Baby Health and Fitness Parenting

Kids’ Dental Hygiene

September 25, 2017

While most of us moms are too busy thinking of what healthy food to feed our child or what brain stimulating activity to do or plan for the day, we often forget an important aspect of their health– DENTAL HYGIENE.

Dental hygiene is most commonly taken for granted because newborns and toddlers don’t really get stinky breath or show signs of damaged pearly whites especially during the early stages of life. They have cute little teeth that do not seem to get dirty.

Admittedly, I am one of those mothers who have placed dental hygiene on a backseat during my child’s first few months. I only started paying attention to my daughter’s dental hygiene when she turned one. And now I know I could have done better.


The first few times will always be considered a challenge. Babies are not familiar with tooth brushing or gargling so we really have to teach them properly and it’s up to us parents to impart a good practice of maintaining dental health.

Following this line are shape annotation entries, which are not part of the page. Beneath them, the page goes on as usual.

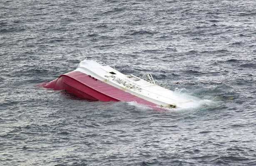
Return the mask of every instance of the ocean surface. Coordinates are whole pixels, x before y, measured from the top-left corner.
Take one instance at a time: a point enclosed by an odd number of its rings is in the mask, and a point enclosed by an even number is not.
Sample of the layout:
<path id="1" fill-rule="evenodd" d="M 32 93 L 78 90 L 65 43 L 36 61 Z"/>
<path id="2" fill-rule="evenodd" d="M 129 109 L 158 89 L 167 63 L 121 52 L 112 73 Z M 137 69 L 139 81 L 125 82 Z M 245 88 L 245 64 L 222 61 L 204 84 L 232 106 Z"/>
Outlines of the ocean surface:
<path id="1" fill-rule="evenodd" d="M 256 166 L 256 37 L 254 0 L 1 0 L 0 165 Z M 198 99 L 159 112 L 37 86 L 87 57 Z"/>

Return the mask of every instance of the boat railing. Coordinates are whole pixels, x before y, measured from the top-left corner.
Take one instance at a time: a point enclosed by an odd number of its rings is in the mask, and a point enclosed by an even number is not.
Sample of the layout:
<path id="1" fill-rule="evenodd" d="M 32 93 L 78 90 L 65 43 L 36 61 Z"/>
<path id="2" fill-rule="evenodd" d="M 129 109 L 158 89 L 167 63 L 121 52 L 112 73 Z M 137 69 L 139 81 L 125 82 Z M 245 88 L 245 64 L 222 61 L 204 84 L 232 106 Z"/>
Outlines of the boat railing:
<path id="1" fill-rule="evenodd" d="M 104 63 L 104 62 L 102 62 L 102 61 L 101 61 L 99 60 L 97 60 L 96 61 L 96 62 L 97 62 L 98 63 L 100 64 L 101 65 L 102 65 L 102 66 L 107 66 L 107 64 L 106 64 L 105 63 Z"/>
<path id="2" fill-rule="evenodd" d="M 159 81 L 156 80 L 153 78 L 152 74 L 150 73 L 144 74 L 139 77 L 139 78 L 151 83 L 156 84 L 166 88 L 170 88 L 172 85 L 170 83 Z"/>
<path id="3" fill-rule="evenodd" d="M 148 73 L 146 74 L 144 74 L 142 76 L 139 77 L 140 78 L 145 80 L 146 81 L 149 82 L 150 83 L 156 84 L 155 80 L 152 76 L 152 75 L 150 73 Z"/>

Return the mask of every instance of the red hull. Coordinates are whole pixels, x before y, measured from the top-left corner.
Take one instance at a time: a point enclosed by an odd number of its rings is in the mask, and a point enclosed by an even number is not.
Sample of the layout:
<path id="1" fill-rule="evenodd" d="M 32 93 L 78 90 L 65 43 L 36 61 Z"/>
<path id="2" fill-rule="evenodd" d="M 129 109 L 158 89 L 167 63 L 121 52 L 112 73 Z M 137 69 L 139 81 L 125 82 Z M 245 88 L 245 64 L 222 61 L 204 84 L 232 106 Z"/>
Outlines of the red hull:
<path id="1" fill-rule="evenodd" d="M 65 90 L 78 97 L 92 101 L 135 101 L 149 106 L 157 106 L 78 71 L 62 75 L 43 86 L 55 90 Z"/>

Here are a few tips I can share from my 2.5 years of experience:

  1. Start them young

Even at one month old, we can already start cleaning our baby’s mouth and tongue. Some moms use gauze, some use washcloths. I prefer a thin washcloth, damp with clean warm water, roll around your finger, and gently rub onto baby’s mouth and tongue to remove milk residue. Then you can move forward to the finger brush when baby starts eating solids, and then the soft kiddie toothbrush for toddlers. I don’t think there’s a “correct age” for each stage but starting earlier will be more beneficial to both parent and child.

  1. Make it fun

My daughter loves music and singing! So when I taught her how to brush her teeth, I looked up cute YouTube videos and songs about dental hygiene. It worked like magic! We would sing the songs together or I would sing it to her when we brushed. I would also choose some dental hygiene tools with cute cartoon characters. Tooth brushing should not feel like a chore for kids so they would be encouraged to do it by themselves even when we don’t require them to.

  1. Make it a habit

Make a conscious effort to include dental hygiene in your daily routine. Maybe implementing it after every meal like us adults may be too tedious but brushing every night before sleeping can be a great habit for the kids. We know that young kids thrive in routine activities so let’s build that great practice.

  1. Use tools that you think are more suitable for your kids

You would think that buying a toothbrush is easy since it can be found almost anywhere. However, kids may have varying needs when it comes to dental hygiene. Aside from choosing a toothbrush that your kid would love (because of his/her favorite color or favorite cartoon character), choose one that is most appropriate for him/her. For example, choose a toothbrush structure that is suitable for your kid’s age – some have small heads and bigger bristles, some have diagonal ones, etc. Also, choose bristles that they like (soft, medium, hard, etc.)

I particularly love this toothbrush I discovered in Japan last year. It’s called a 360 toothbrush, which is round and the bristles are really 360 degrees. It’s great for kids who are just starting to learn to brush their teeth because every angle can be covered.

When it comes to tooth paste, you may also use the flavors to entice your kids. I prefer organic ones with the least chemical ingredients since my daughter has not yet learned to spit and gargle. Always go for brands and kinds that are safe to swallow. The real toothpaste can wait. She loves Jack N Jill banana flavored tooth paste by the way! (Jack And Jill Kids Toothpaste can be bought in Rustan’s Department store at Phpp450)


  1. Set a good example

It’s not just about teaching and giving orders. We also have to set the tone. If your kids can sometimes peek in the bathroom when you do your routine, show them that you are brushing your teeth too. Show your kids that dental hygiene is important for you and the family and I’m sure they will emulate your good example.



For now, I think my daughter has a fair dental hygiene but there’s still definitely a lot of room for improvement. We need to make her brush three times a day.

The next major step would be to visit the dentist. We have not done that yet and we will soon! It is quite scary to be honest, but we’ll be sharing with you our experience. Wish us luck!